As everyone expects, tomorrow’s WWDC Keynote will probably show some sort of deep integration of iOS5 with twitter. While I dream of an iChat client that sends DM1, I know it’s not meant to be.
At most, tomorrow’s announcement will enable iOS to send a tweet from anywhere in the OS where you can currently send an email –which is a lot of places, and easy to implement into any app.
This is great, but doesn’t help much in achieving BlackBerry Messenger freedom.
I think twitter has almost all the elements in place to become the messenger platform.

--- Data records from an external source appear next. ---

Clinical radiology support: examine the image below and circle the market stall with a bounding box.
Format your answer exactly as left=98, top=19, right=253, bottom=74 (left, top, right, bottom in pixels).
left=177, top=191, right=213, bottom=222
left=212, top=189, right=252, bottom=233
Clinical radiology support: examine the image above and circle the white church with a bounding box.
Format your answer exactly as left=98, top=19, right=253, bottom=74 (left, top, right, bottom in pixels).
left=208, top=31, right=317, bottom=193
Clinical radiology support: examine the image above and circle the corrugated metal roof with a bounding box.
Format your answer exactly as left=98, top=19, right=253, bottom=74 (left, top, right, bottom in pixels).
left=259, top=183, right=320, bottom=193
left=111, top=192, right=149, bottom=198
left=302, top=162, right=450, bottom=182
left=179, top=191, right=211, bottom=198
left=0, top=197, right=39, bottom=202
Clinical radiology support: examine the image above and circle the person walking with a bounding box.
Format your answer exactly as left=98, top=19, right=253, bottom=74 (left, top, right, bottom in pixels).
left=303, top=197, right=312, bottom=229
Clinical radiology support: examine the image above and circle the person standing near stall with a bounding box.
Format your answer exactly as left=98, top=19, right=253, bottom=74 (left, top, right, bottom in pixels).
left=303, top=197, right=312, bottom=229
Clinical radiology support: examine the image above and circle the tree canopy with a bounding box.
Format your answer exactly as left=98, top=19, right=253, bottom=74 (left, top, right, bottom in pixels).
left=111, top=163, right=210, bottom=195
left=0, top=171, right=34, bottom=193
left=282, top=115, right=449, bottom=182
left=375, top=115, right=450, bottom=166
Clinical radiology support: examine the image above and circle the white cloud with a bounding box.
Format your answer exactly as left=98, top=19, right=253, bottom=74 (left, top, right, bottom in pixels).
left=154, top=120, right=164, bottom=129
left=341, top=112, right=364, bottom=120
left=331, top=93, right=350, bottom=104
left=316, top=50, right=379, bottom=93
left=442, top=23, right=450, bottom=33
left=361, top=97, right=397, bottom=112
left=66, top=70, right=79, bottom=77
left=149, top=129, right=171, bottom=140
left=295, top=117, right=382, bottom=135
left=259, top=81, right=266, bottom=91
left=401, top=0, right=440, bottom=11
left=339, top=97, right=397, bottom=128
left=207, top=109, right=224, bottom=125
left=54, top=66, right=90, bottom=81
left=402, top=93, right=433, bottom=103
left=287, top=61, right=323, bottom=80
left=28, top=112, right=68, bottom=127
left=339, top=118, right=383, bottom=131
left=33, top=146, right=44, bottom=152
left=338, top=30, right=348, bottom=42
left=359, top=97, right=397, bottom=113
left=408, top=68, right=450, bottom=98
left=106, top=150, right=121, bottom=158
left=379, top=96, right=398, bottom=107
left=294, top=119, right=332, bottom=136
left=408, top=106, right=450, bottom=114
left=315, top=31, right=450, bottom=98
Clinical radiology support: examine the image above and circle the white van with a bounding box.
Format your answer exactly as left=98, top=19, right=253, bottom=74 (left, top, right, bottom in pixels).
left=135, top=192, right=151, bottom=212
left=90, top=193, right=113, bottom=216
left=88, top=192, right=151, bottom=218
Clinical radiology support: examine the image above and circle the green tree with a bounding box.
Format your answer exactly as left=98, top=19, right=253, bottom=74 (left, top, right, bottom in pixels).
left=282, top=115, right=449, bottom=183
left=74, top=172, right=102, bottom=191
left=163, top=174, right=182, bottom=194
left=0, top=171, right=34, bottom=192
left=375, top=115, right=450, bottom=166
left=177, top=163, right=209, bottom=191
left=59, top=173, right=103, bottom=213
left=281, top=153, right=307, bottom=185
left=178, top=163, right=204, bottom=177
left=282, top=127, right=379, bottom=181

Even their mission statement seems coherent with some sort chat application:
“We want to instantly connect people everywhere to what’s most important to them.”
Easy as 1-2-3:
In my mind, twitter only needs improve three aspects of Direct Messages to make it an useful chat alternative:
Make it secure: I don’t care what magic you use, but chats need to feel safe. Encrypt it end-to-end, put time expirations, tie them to only one device or even only allow official apps to have this feature, whatever the case, your security shouldn’t be questioned.
It must survive the Arab revolution test: a message that says “protest today in …” shouldn’t land me in jail that day.
Allow groups: Twitter already has a (very underused) feature that would work with this: Lists. Being able to DM @rmateu/friends should send a message to everyone that follows this group. Lists already can be public or private, so multiple group chats scenarios exist.
Make it really secure. I’m dead serious. Most people still defend BBM because of the wrong assumption that all the messages are encrypted. Revolutions, business deals or sexting, they all must be reasonably protected.